The "silly GIF" is a Gaussian distribution. You see it in many places in nature/engineering. It was brought up to answer the other poster's "Pressure" comment.
if the cleat/pedal interface is 10cm wide, and there is 1mm of wear at the sides, it would allow for 0.57degrees of roll.
if the cleat/pedal interface is a mere 1mm wide, and there is 1mm of wear at the sides, it would allow for 45degrees of roll.
the load on the edges of the cleat with respect to foot rolling forces would also be 100 times as great as the 10cm pedal/cleat, greatly increasing the wear rate.
This is utter nonsense. 1mm wide interface and 1mm wear, leaves 0 sum, yet you get 45 deg of Roll/Bank for a disconnected system. I don't see where you get the rest of the derivations without saying anything about the kinematics of the system.
I never mentioned anything about "Wear" to unnecessarily complicate the problem, you did! We simply talk about the orientation of the SP cleat to maximize the stability on given pedal. I already said this.
Bottom line is, as mentioned earlier, when engaged the SP pedal and cleat function as one unit. The rocking sensation you feel is only because the entire unit (in particular the cleat) is not as wide as the shoe.
If you increase the diameter of the pedal, you also have to increase the size of the cleat.

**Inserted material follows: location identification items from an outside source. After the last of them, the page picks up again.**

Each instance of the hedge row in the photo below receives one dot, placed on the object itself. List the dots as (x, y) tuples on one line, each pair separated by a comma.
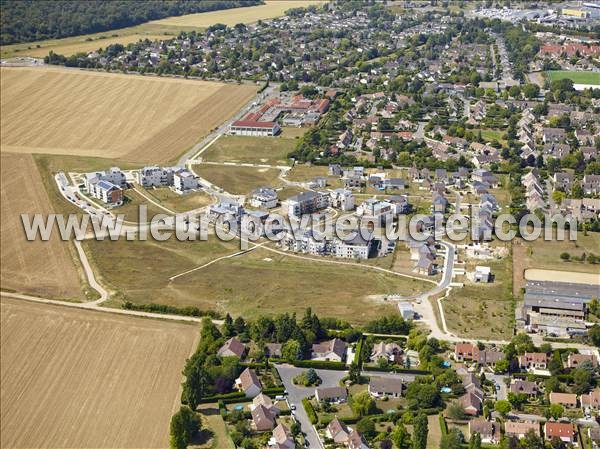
[(396, 370), (223, 397), (443, 425), (310, 411), (320, 364), (171, 310)]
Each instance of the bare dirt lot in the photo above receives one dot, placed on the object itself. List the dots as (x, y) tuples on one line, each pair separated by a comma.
[(134, 118), (85, 379), (40, 268)]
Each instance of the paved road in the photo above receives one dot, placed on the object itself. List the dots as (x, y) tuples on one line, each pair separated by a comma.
[(330, 378)]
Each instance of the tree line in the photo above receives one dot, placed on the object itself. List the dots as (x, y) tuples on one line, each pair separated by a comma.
[(31, 20)]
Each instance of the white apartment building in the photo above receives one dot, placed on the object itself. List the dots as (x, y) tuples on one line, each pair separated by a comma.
[(307, 203), (342, 199), (114, 175), (154, 177), (264, 197), (355, 248), (380, 211), (184, 181)]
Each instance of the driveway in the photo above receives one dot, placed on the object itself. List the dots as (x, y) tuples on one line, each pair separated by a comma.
[(296, 393), (499, 379)]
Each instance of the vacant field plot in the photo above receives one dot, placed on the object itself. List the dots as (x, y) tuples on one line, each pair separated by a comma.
[(238, 180), (255, 283), (546, 255), (134, 118), (535, 274), (72, 45), (483, 310), (577, 77), (231, 17), (74, 378), (179, 203), (254, 150), (39, 268)]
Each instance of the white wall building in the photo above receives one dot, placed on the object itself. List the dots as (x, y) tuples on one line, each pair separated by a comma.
[(264, 197), (342, 199)]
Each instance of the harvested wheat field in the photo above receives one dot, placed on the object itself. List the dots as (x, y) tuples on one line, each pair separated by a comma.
[(85, 379), (133, 118), (40, 268), (231, 17)]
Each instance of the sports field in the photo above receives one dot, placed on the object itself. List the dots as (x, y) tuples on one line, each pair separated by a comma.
[(132, 118), (231, 17), (39, 268), (577, 77), (73, 378)]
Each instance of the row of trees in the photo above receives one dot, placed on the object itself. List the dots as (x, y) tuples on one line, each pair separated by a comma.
[(30, 20)]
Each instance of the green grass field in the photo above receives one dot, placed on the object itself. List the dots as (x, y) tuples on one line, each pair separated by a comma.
[(252, 150), (179, 203), (577, 77), (483, 310), (256, 283), (238, 180)]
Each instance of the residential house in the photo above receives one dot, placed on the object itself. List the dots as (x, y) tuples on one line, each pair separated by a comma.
[(356, 441), (533, 360), (107, 192), (407, 311), (489, 431), (337, 431), (591, 184), (380, 387), (468, 352), (266, 402), (262, 419), (273, 349), (567, 400), (563, 430), (282, 438), (575, 360), (249, 383), (334, 170), (526, 387), (553, 135), (519, 429), (331, 394), (332, 350), (232, 348), (389, 351), (184, 181), (563, 181), (591, 400), (471, 403)]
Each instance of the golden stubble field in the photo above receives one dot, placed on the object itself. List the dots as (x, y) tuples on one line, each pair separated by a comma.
[(116, 116), (73, 378), (231, 17), (40, 268)]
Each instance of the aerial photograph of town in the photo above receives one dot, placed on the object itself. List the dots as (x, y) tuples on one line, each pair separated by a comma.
[(286, 224)]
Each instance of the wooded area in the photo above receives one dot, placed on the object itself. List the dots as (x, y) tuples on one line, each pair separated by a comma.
[(30, 20)]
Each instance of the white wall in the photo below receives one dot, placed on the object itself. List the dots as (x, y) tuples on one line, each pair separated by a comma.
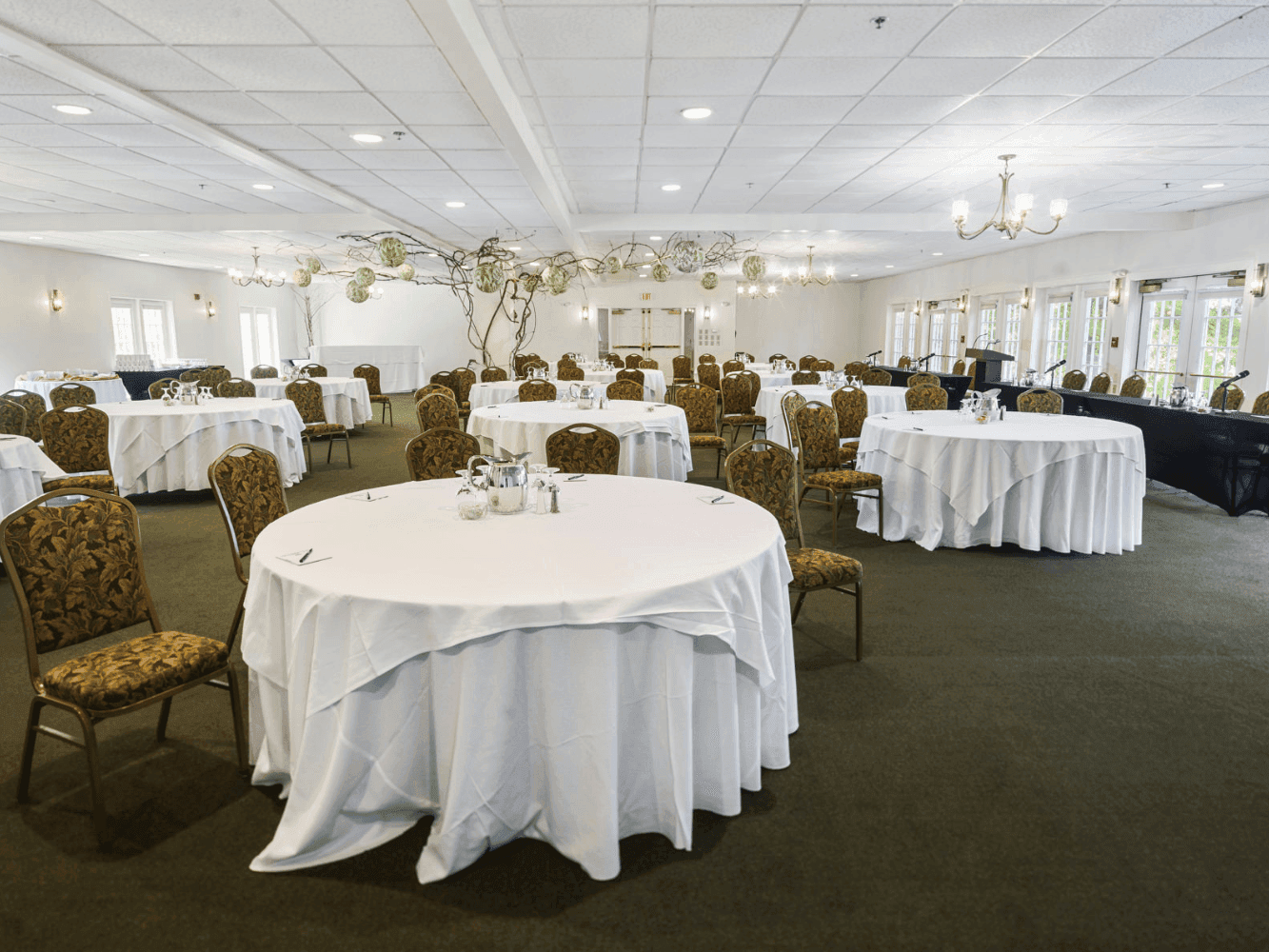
[(80, 335)]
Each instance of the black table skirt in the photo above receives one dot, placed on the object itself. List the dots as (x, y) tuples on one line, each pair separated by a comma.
[(1222, 459)]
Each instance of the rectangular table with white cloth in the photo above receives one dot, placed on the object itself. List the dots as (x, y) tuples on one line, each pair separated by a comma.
[(346, 400), (655, 440), (157, 448), (400, 365), (1070, 484), (582, 697)]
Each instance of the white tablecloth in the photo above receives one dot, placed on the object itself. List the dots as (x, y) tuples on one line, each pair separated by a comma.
[(881, 400), (346, 400), (23, 468), (400, 365), (156, 448), (655, 440), (580, 697), (108, 391), (1071, 484)]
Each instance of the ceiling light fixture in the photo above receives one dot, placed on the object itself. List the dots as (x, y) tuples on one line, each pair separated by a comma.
[(1010, 217)]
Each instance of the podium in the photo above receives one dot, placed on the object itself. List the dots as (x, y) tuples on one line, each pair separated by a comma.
[(986, 367)]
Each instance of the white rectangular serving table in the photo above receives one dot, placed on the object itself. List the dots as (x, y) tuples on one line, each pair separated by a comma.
[(400, 365)]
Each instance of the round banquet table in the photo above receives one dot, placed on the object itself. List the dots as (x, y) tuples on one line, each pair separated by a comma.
[(632, 684), (1070, 484), (109, 390), (156, 448), (346, 400), (881, 400), (655, 440)]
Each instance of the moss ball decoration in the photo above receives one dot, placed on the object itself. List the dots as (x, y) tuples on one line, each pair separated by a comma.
[(392, 251), (488, 277)]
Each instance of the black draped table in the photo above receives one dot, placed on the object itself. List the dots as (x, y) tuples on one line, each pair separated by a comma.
[(1222, 459)]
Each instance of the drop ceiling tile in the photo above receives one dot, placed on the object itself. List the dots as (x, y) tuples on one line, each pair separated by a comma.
[(599, 78)]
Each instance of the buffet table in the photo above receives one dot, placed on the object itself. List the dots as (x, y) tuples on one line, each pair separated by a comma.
[(157, 448), (1070, 484), (594, 691), (655, 440), (400, 365)]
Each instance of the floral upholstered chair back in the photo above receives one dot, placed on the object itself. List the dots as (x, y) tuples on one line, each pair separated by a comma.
[(926, 396), (1037, 400), (537, 390), (850, 404), (1074, 380), (236, 387), (437, 410), (77, 438), (625, 390), (306, 395), (247, 483), (584, 448), (102, 589), (438, 452), (72, 395), (766, 479)]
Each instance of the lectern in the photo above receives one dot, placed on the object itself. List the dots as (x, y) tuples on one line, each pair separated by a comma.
[(986, 367)]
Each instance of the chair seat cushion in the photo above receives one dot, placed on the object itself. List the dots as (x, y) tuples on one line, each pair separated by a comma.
[(843, 480), (816, 567), (133, 670), (103, 483)]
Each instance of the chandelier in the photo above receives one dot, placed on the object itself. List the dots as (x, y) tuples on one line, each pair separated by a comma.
[(806, 273), (258, 274), (1010, 217)]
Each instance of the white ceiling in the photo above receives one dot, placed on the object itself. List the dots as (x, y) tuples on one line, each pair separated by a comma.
[(560, 121)]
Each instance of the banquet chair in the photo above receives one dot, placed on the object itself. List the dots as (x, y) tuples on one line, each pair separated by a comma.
[(71, 395), (738, 407), (247, 483), (926, 396), (625, 388), (435, 453), (1134, 387), (34, 407), (76, 574), (370, 375), (438, 410), (306, 395), (769, 479), (1074, 380), (77, 438), (1039, 400), (1231, 403), (12, 418), (700, 406), (584, 448), (819, 460), (235, 387), (537, 390)]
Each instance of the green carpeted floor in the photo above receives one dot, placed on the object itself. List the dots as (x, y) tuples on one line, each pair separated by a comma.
[(1040, 752)]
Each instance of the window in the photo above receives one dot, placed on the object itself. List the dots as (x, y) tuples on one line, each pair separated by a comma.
[(144, 327)]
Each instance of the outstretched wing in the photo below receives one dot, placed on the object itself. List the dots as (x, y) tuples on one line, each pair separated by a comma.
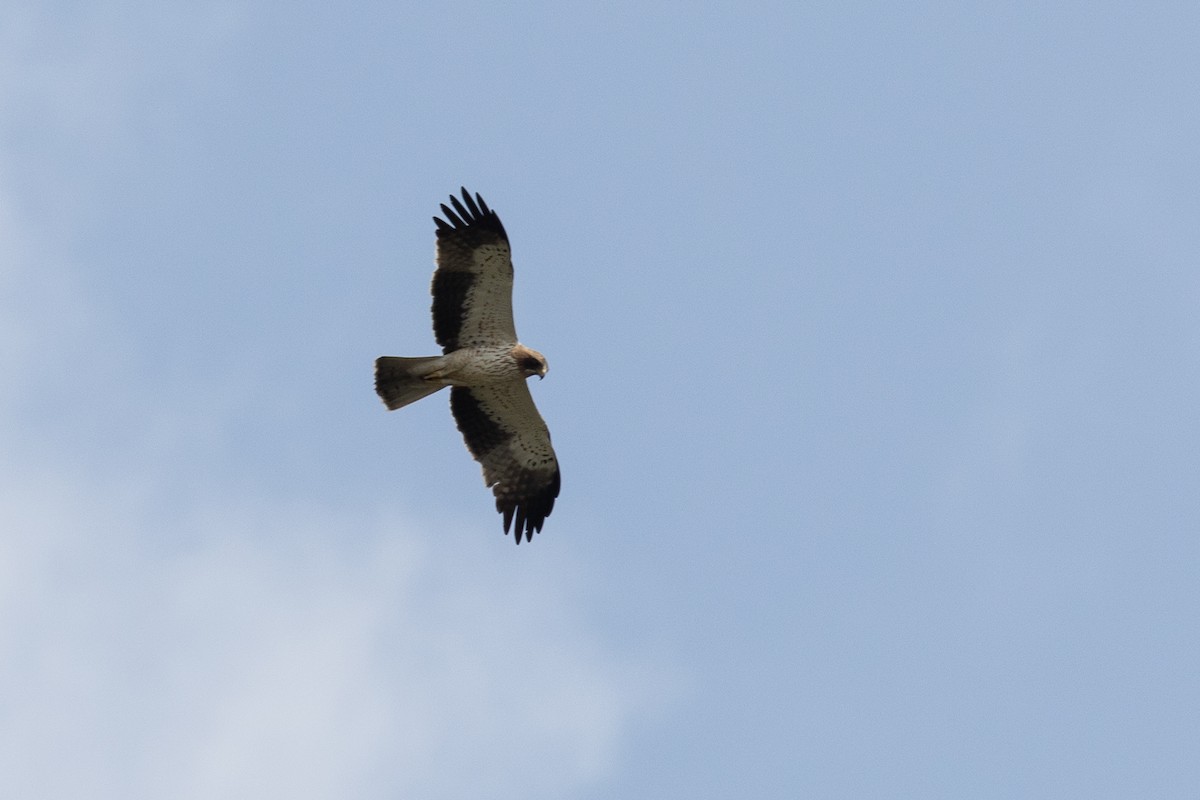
[(473, 283), (509, 438)]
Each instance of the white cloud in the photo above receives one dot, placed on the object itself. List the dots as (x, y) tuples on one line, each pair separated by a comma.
[(251, 643), (286, 651)]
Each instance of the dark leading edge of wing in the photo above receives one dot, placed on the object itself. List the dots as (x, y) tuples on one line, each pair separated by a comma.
[(471, 224), (522, 493)]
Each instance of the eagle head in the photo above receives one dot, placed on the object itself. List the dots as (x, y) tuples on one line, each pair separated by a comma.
[(531, 362)]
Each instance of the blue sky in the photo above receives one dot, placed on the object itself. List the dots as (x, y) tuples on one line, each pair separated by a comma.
[(873, 335)]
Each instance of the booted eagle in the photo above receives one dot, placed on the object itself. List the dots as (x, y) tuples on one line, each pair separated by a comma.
[(484, 365)]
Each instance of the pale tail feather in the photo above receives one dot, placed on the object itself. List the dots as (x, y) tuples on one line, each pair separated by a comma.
[(400, 380)]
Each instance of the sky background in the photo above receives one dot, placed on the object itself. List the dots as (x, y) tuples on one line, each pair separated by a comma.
[(874, 349)]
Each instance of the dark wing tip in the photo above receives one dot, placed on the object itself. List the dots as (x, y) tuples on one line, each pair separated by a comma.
[(531, 509), (468, 215)]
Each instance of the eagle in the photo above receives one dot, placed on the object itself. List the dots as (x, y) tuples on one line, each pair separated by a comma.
[(484, 365)]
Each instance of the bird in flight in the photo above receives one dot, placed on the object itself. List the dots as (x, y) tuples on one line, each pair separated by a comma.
[(484, 365)]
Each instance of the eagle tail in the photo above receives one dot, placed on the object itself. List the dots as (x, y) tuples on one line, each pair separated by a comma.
[(401, 382)]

But maximum benefit will arise from simply increasing the size/diameter of the cleat. If you keep the cleat the same size but increase the diameter of the pedal (and thereby the shoe having no additional contact with the pedal because of limited cleat size) the system will not be any more stable.
It would be interesting to test a ball-and-socket cleat to test all of this hot spot theory.
Anyway, I agree pedal quality is more important then weight differences, but I'd personally like to try these anyway.
On float, I don't think I use it when pedaling, but I do like the Speedplay float when I'm coasting to shift my foot around. It may be psychological, however.
Another factor for me is riding in street shoes, which I need to do occasionally. Speedplays work fine for me when I've got reasonably stiff soles. This doesn't look too bad for that, however.
A ball-socket system is less preferable. Because with a flat shoe, the point contact is only at the pole of the ball. Unless the shoe can be made to accommodate a crescent shaped cleat but for all practical purposes the simpler solutions are just more effective.
1.A sudden strong urge or desire to act: "an impulse to giggle"; "impulse buying".
2.The tendency to act in this way: "he was a man of impulse".
impetus - impulsion - urge - stimulus - incentive - spur
Of course feel free to switch from common plain english to the language of physics whenever it suits you but from what I've read so far it's still not clear what the point of all this is other than arguing for argument's sake....
Still, for your information, during the time the impulse occurs whilst pedalling a force is apllied to an area of the pedal. At this area a pressure is then present and distributed over that area.
Since pedals, together with the handlebar and saddle, belong to the three areas that physically support the rider of the bike the pressure on the supporting areas is pretty much constant whereas the impulse to the pedals is only there during a short period of time.
Therefore it is not the impulse applied to the pedals that is the source of the problem even though it will inevitably contribute to it, it is in essence the pressure area that is the main concern.
Exactly. The sides of the cleats don't exert pressure to the pedal.
Your definitions from the dictionary are terms open to interpretation. Give a physics/engineering statement as that language is not open to interpretation.
You brought up the term "Pressure" earlier. The physical meaning of "Pressure" involves "Surface Area". But you also agreed, and rightly so, "Area" plays no role in stability. So your statements are inherently contradictory.
Correct, Impulse at the pedals/drive only lasts "momentarily" but this is a separete discussion related to power transfer through the system.